En el día dedicado a la mujer me siento en la necesidad y en la obligación de mostrar mi respeto, mi admiración y mi agradecimiento a una mujer concreta en la que resumo las cualidades de todas las mujeres con las que he convivido, con las que he trabajado y de las que he aprendido. Confieso con todo descaro que de todas ellas he aprendido a vivir, a crecer y a disfrutar. Hoy -os pido que me perdonéis- no me refiero, aunque también las aplaudo, a esas mujeres que los medios de comunicación presentan como modelos ejemplares de la lucha por reivindicar sus derechos humanos. Dedico mi homenaje a una mujer concreta que, con sus comportamientos, más que con sus discursos, me ha acostumbrado a escuchar, a contemplar y a meditar, a calibrar la importancia de los asuntos menudos y a interpretar los papeles secundarios a los que no solía dar importancia.

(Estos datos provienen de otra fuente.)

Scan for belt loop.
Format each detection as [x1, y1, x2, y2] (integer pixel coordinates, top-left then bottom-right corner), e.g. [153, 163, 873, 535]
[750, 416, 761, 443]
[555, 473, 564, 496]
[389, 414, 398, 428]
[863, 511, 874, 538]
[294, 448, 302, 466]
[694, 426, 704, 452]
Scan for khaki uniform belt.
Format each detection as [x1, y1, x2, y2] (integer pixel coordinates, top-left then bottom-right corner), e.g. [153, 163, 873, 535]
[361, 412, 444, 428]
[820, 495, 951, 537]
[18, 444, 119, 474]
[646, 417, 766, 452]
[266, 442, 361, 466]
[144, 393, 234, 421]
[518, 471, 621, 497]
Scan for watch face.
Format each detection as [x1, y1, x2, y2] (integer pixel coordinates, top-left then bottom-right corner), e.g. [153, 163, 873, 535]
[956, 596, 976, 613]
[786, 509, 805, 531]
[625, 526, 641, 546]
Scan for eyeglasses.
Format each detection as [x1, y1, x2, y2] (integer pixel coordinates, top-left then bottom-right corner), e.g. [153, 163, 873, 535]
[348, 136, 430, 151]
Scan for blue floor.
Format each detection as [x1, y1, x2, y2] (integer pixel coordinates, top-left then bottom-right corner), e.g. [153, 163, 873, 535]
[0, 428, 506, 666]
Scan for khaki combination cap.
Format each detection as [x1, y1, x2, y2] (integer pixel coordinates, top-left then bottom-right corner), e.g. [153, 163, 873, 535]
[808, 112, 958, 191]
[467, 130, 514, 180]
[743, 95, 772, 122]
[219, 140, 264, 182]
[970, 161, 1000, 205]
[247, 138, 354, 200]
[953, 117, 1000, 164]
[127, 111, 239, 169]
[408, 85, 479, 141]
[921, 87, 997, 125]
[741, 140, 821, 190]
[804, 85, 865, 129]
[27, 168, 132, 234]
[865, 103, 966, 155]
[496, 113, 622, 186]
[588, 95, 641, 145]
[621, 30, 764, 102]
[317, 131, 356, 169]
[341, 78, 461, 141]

Hoy menciono, sin decir su nombre, a quien sin reservarse tiempo alguno y sin pretender destacar, con su lucidez, con su modestia y con su firmeza, ha contribuido, de una manera decisiva, para que realizáramos y culmináramos las tareas familiares y profesionales de las que, sin duda alguna, ella es la autora y la protagonista principal. Lo menos que puedo hacer es reconocer cómo, a veces sólo con su mirada limpia, refleja el resplandor directo de la satisfacción que ella experimenta por el “privilegio”, como dice ella, de acompañar en los momentos de alegría compartida y participar en las situaciones dolorosas logrando que la vida en común transcurra con dignidad.
Estas son las razones que, a mi juicio, explican la marea de respeto y de cariño que, inevitablemente, desbordan mi capacidad para explicar mi alegría y mi agradecimiento. Ante su grandeza y ante su sencillez sólo caben el asombro y el estremecimiento; sobran las palabras.